If you're building an Android app and have a use case that fits — classification, detection, text generation for focused tasks, embedding, speech recognition — on-device inference is worth evaluating seriously. The MediaPipe Tasks API is well-documented, the models in AI Edge Gallery give you a realistic benchmark of what's achievable, and the privacy and latency benefits are real.

The best way to calibrate expectations is to install the Gallery app, load the models you're interested in, and test them on the actual device your users will have. What benchmarks say and what it feels like to use are often different things.

The source code, model download links, and integration guides are all at ai.google.dev/edge.

Frequently Asked Questions

What devices does Google AI Edge Gallery support? It requires Android 10 or later. GPU and NPU acceleration is available on compatible devices (Qualcomm Snapdragon, MediaTek Dimensity, Google Tensor). Devices without dedicated AI hardware fall back to CPU inference, which is slower.

Can I use my own models?
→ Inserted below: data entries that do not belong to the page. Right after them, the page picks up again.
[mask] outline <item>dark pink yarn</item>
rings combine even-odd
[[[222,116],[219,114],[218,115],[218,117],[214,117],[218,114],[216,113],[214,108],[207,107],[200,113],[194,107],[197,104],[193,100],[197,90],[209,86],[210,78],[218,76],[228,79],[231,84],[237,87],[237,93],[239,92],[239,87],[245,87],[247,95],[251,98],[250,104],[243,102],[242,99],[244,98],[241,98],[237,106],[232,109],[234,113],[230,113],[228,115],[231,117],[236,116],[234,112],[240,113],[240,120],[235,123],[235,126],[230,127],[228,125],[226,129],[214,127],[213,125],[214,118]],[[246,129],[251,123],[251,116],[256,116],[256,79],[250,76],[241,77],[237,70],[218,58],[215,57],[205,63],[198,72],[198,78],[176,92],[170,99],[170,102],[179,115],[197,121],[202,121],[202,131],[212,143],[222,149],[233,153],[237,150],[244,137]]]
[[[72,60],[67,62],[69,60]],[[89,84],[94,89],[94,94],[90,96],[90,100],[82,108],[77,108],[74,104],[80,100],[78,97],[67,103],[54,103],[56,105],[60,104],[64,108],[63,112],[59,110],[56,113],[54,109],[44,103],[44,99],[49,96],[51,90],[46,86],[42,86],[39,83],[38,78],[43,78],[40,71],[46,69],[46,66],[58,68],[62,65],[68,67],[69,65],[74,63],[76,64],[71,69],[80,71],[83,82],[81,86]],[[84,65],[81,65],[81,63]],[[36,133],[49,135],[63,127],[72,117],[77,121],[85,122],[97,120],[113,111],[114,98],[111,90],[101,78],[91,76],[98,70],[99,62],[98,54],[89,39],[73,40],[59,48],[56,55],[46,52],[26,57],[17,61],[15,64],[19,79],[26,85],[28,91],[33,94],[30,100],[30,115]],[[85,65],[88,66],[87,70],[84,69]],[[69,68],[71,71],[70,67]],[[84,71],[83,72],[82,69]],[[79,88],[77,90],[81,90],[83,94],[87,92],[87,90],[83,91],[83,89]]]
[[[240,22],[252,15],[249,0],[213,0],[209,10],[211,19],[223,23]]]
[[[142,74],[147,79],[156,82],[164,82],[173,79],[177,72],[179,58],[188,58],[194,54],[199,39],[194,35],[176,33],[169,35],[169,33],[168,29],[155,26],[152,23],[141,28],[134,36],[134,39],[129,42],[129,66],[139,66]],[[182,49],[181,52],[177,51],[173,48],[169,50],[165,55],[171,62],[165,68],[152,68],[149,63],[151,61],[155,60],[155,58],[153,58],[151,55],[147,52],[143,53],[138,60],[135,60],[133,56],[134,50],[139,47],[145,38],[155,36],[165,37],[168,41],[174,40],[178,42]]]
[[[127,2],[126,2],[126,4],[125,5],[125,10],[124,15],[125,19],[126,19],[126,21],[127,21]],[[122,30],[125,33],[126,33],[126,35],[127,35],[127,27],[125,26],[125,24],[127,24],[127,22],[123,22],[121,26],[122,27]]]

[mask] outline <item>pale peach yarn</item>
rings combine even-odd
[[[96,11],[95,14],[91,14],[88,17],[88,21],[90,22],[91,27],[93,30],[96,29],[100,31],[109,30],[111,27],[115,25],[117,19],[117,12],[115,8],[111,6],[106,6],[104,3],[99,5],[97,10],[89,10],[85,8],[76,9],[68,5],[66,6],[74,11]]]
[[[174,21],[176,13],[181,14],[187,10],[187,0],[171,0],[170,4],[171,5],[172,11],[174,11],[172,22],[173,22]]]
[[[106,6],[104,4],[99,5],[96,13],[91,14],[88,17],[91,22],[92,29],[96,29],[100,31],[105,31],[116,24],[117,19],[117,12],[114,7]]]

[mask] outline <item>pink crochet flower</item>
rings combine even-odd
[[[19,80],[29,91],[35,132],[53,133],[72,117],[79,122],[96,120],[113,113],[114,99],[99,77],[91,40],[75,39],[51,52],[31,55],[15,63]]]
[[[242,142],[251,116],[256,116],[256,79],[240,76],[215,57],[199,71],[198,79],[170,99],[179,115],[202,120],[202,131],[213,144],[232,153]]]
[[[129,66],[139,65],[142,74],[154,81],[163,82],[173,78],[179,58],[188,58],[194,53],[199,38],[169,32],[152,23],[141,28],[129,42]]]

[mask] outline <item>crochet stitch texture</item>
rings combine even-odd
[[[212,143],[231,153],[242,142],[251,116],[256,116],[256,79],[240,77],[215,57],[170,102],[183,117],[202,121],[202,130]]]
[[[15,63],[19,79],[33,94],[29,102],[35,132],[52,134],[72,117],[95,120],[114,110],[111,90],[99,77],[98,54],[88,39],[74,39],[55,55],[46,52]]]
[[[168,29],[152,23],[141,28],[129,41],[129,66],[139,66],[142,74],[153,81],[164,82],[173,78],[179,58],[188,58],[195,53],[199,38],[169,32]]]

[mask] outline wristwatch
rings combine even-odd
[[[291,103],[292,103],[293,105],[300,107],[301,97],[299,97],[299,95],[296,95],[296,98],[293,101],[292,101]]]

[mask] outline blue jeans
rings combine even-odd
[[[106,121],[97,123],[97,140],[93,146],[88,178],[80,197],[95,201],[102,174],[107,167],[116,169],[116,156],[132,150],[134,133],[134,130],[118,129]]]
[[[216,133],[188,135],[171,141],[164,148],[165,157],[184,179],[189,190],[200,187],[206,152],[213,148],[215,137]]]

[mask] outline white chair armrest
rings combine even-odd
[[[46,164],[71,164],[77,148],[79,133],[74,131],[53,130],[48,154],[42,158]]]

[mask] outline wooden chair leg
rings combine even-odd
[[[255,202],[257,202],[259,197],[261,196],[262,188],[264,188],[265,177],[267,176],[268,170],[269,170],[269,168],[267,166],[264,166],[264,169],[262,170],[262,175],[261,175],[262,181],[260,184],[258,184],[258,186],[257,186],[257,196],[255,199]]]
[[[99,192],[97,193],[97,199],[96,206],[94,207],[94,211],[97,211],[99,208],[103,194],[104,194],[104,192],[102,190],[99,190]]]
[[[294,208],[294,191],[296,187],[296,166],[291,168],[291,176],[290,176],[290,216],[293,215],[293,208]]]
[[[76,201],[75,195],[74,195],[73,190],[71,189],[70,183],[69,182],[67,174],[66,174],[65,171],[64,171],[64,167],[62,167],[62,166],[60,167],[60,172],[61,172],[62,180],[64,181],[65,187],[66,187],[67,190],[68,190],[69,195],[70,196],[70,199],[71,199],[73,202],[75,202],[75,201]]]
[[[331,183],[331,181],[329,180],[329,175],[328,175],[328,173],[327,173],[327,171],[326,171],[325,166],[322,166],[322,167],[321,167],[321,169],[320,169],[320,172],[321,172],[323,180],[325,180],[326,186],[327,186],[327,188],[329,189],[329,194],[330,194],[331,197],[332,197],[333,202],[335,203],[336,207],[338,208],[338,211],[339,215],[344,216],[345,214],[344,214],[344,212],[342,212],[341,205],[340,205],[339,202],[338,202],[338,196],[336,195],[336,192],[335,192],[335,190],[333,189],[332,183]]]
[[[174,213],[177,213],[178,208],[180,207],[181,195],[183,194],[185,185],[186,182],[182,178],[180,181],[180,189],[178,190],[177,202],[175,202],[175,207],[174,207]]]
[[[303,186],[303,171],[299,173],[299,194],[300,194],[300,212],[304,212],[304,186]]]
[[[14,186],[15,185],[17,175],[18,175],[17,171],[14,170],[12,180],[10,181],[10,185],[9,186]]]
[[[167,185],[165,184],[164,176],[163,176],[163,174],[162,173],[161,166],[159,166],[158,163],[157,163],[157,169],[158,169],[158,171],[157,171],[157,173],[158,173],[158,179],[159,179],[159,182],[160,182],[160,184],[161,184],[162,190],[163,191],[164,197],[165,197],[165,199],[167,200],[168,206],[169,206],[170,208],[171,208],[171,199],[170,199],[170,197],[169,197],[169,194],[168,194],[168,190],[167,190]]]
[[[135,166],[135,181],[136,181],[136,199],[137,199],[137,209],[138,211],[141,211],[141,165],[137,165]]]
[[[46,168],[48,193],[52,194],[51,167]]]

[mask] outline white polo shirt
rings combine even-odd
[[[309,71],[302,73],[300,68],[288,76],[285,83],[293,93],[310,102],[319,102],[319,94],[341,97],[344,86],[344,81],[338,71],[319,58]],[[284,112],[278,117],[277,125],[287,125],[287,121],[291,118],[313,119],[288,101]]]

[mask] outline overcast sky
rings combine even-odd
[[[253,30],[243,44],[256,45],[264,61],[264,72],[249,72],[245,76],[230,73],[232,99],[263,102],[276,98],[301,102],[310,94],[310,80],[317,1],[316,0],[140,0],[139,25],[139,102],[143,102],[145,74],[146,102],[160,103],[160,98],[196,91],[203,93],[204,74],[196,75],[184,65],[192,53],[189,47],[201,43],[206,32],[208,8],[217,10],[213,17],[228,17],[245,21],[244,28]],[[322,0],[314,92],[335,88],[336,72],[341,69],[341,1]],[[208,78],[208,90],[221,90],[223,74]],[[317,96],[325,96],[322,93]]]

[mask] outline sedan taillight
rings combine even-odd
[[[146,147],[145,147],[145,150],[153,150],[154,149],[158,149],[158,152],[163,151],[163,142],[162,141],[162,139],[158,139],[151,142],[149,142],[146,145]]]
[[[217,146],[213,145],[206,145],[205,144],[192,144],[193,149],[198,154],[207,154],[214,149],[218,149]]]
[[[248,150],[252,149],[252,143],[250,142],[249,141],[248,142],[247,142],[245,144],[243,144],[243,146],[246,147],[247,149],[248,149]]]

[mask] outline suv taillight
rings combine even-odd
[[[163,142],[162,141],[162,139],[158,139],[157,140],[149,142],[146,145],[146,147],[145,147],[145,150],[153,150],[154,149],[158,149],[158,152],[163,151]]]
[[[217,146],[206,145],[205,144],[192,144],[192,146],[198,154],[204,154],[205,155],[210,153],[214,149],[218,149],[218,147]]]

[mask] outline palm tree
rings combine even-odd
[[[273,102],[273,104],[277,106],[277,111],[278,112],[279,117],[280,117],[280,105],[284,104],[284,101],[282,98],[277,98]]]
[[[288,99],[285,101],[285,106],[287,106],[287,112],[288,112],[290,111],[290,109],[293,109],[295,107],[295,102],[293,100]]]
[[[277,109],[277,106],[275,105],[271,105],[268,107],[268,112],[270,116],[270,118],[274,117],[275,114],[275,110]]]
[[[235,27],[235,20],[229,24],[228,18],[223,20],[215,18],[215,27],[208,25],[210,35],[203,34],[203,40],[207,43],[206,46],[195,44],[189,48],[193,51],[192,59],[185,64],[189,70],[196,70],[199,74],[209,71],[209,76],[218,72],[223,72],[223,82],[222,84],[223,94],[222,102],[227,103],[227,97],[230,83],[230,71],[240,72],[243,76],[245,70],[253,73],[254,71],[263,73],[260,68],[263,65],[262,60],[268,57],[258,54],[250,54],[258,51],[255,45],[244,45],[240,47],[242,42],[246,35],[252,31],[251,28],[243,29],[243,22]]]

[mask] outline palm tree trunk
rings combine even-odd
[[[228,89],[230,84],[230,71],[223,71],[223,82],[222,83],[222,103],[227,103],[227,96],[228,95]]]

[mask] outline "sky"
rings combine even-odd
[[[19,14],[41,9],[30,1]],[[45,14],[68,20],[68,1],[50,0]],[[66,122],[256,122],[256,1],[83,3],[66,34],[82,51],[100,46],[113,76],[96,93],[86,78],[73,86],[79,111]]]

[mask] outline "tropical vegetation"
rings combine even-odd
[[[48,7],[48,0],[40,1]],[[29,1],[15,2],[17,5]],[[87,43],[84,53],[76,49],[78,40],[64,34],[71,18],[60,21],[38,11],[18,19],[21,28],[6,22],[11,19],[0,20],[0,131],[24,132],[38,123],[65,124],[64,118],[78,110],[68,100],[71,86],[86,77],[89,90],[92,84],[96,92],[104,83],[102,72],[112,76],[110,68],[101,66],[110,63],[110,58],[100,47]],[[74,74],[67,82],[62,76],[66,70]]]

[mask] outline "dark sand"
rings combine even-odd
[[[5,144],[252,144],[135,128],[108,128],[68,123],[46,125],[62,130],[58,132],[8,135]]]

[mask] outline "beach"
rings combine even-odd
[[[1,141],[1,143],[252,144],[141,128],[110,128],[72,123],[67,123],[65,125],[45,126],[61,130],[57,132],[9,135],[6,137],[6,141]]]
Yes. The app supports sideloading .task files (MediaPipe format) and .tflite models. You can convert existing PyTorch or JAX models using the AI Edge Torch or LiteRT converter.

Is it production-ready? The Gallery app itself is a demo. The underlying stack — LiteRT and MediaPipe Tasks — is production-ready and used in Google's own apps. The LLM Inference API is newer and carries a beta label as of early 2026.

How large are the models? It varies. EfficientNet for image classification is under 5 MB. Gemma 3 1B INT4 is around 600 MB. The app handles download and caching; you don't bundle models into the APK itself.